Neurochemistry Laboratory, Division of Neurotoxicology, National Center for Toxicological Research, U.S. Food & Drug Administration, 3900 NCTR Rd., Jefferson, AR 72079-9502, USA.
Neurotoxicology. 2009 Nov;30(6):926-33. doi: 10.1016/j.neuro.2009.09.005. Epub 2009 Sep 23.
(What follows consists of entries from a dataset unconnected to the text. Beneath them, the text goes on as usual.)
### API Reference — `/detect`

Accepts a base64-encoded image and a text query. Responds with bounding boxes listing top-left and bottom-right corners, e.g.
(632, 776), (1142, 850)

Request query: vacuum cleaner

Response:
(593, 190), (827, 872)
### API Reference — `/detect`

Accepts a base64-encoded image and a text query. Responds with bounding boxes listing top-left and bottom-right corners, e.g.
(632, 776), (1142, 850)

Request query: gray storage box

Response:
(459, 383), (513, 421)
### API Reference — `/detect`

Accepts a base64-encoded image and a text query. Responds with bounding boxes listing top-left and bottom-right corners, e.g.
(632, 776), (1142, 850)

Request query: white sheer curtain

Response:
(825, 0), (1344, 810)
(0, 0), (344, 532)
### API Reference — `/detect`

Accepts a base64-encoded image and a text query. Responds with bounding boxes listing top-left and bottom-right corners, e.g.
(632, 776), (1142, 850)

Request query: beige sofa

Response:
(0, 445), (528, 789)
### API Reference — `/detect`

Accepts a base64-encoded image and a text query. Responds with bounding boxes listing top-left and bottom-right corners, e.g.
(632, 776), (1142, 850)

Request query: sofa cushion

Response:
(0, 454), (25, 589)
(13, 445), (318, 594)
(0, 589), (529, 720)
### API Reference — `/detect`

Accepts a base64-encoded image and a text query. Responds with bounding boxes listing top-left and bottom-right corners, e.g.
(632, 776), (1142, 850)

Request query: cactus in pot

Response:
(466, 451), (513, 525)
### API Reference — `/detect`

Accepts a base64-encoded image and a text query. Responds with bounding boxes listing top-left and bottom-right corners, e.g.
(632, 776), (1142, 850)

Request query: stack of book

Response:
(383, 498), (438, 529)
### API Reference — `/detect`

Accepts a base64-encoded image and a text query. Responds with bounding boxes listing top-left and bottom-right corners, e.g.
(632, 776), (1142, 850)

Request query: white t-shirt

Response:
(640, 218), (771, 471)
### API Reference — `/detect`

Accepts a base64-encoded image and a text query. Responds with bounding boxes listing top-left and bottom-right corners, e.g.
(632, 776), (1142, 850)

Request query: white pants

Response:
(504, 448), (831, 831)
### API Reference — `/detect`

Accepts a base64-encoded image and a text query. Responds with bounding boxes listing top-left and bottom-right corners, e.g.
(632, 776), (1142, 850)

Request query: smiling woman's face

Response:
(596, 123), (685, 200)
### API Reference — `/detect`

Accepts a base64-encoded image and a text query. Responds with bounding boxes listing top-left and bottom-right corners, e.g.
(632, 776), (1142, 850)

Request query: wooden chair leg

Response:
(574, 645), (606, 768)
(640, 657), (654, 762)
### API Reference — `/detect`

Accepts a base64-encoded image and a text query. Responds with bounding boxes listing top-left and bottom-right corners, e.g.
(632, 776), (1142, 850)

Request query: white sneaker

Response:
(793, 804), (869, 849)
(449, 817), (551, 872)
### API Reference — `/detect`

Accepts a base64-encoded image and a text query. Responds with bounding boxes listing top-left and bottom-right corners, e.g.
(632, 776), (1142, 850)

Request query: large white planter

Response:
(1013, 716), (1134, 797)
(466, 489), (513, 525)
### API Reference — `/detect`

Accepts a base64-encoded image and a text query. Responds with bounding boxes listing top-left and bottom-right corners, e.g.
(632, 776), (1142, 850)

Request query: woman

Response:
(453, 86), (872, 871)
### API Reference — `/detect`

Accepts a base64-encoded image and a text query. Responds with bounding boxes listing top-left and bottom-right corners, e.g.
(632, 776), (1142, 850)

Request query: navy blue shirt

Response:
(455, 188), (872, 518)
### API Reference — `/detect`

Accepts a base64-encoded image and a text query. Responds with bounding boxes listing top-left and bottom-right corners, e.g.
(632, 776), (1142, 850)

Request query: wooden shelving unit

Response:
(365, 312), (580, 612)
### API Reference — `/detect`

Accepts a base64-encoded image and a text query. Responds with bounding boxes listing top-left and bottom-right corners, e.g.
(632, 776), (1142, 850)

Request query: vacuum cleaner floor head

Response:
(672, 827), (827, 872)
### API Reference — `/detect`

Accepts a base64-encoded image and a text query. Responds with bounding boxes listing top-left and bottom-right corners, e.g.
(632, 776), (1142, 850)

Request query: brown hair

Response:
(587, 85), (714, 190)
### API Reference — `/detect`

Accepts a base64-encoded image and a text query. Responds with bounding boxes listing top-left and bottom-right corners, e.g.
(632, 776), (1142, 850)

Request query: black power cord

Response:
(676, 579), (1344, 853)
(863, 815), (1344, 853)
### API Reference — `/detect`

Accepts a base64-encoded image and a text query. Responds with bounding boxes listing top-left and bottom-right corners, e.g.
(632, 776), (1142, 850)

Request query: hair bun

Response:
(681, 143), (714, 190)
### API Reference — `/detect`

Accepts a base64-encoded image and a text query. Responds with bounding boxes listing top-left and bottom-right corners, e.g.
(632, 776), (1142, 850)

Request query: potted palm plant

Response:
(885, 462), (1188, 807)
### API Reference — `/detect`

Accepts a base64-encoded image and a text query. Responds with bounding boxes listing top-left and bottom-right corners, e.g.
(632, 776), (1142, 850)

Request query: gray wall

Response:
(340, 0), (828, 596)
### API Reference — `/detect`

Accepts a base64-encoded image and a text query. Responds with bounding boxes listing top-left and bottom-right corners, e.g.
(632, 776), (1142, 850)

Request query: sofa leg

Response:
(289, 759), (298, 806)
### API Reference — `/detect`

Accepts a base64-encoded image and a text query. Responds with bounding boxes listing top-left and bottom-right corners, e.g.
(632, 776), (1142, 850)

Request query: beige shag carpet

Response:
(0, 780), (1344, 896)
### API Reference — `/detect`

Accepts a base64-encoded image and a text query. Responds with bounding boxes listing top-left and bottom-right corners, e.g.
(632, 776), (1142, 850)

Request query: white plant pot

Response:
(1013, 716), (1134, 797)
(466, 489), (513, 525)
Nanoparticles have received a great deal of attention for producing new engineering applications due to their novel physicochemical characteristics. However, the broad application of nanomaterials has also produced concern for nanoparticle toxicity due to increased exposure from large-scale industry production. This study was conducted to investigate the potential neurotoxicity of manganese (Mn), silver (Ag), and copper (Cu) nanoparticles using the dopaminergic neuronal cell line, PC12. Selective genes associated with the dopaminergic system were investigated for expression changes and their correlation with dopamine depletion. PC12 cells were treated with 10 microg/ml Mn-40 nm, Ag-15 nm, or Cu-90 nm nanoparticles for 24 h. Cu-90 nanoparticles induced dopamine depletion in PC12 cells, which is similar to the effect induced by Mn-40 shown in a previous study. The expression of 11 genes associated with the dopaminergic system was examined using real-time RT-PCR. The expression of Txnrd1 was up-regulated after the Cu-90 treatment and the expression of Gpx1 was down-regulated after Ag-15 or Cu-90 treatment. These alterations are consistent with the oxidative stress induced by metal nanoparticles. Mn-40 induced a down-regulation of the expression of Th; Cu-90 induced an up-regulation of the expression of Maoa. This indicates that besides the oxidation mechanism, enzymatic alterations may also play important roles in the induced dopamine depletion. Mn-40 also induced a down-regulation of the expression of Park2; while the expression of Snca was up-regulated after Mn-40 or Cu-90 treatment. These data suggest that Mn and Cu nanoparticles-induced dopaminergic neurotoxicity may share some common mechanisms associated with neurodegeneration.
纳米颗粒由于其新颖的物理化学特性而备受关注,为产生新的工程应用提供了可能。然而,由于大规模工业生产导致的暴露增加,纳米材料的广泛应用也引起了人们对纳米颗粒毒性的关注。本研究旨在使用多巴胺能神经元细胞系 PC12 来研究锰(Mn)、银(Ag)和铜(Cu)纳米颗粒的潜在神经毒性。研究了与多巴胺能系统相关的选择性基因的表达变化及其与多巴胺耗竭的相关性。将 PC12 细胞用 10 μg/ml 的 Mn-40nm、Ag-15nm 或 Cu-90nm 纳米颗粒处理 24 小时。Cu-90 纳米颗粒诱导 PC12 细胞中的多巴胺耗竭,这与先前研究中 Mn-40 诱导的作用相似。使用实时 RT-PCR 检查与多巴胺能系统相关的 11 个基因的表达。Cu-90 处理后 Txnrd1 的表达上调,Ag-15 或 Cu-90 处理后 Gpx1 的表达下调。这些改变与金属纳米颗粒诱导的氧化应激一致。Mn-40 诱导 Th 的表达下调;Cu-90 诱导 Maoa 的表达上调。这表明,除了氧化机制外,酶的改变也可能在诱导的多巴胺耗竭中发挥重要作用。Mn-40 还诱导 Park2 的表达下调;而 Mn-40 或 Cu-90 处理后 Snca 的表达上调。这些数据表明,Mn 和 Cu 纳米颗粒诱导的多巴胺能神经毒性可能与神经退行性变有关的一些共同机制有关。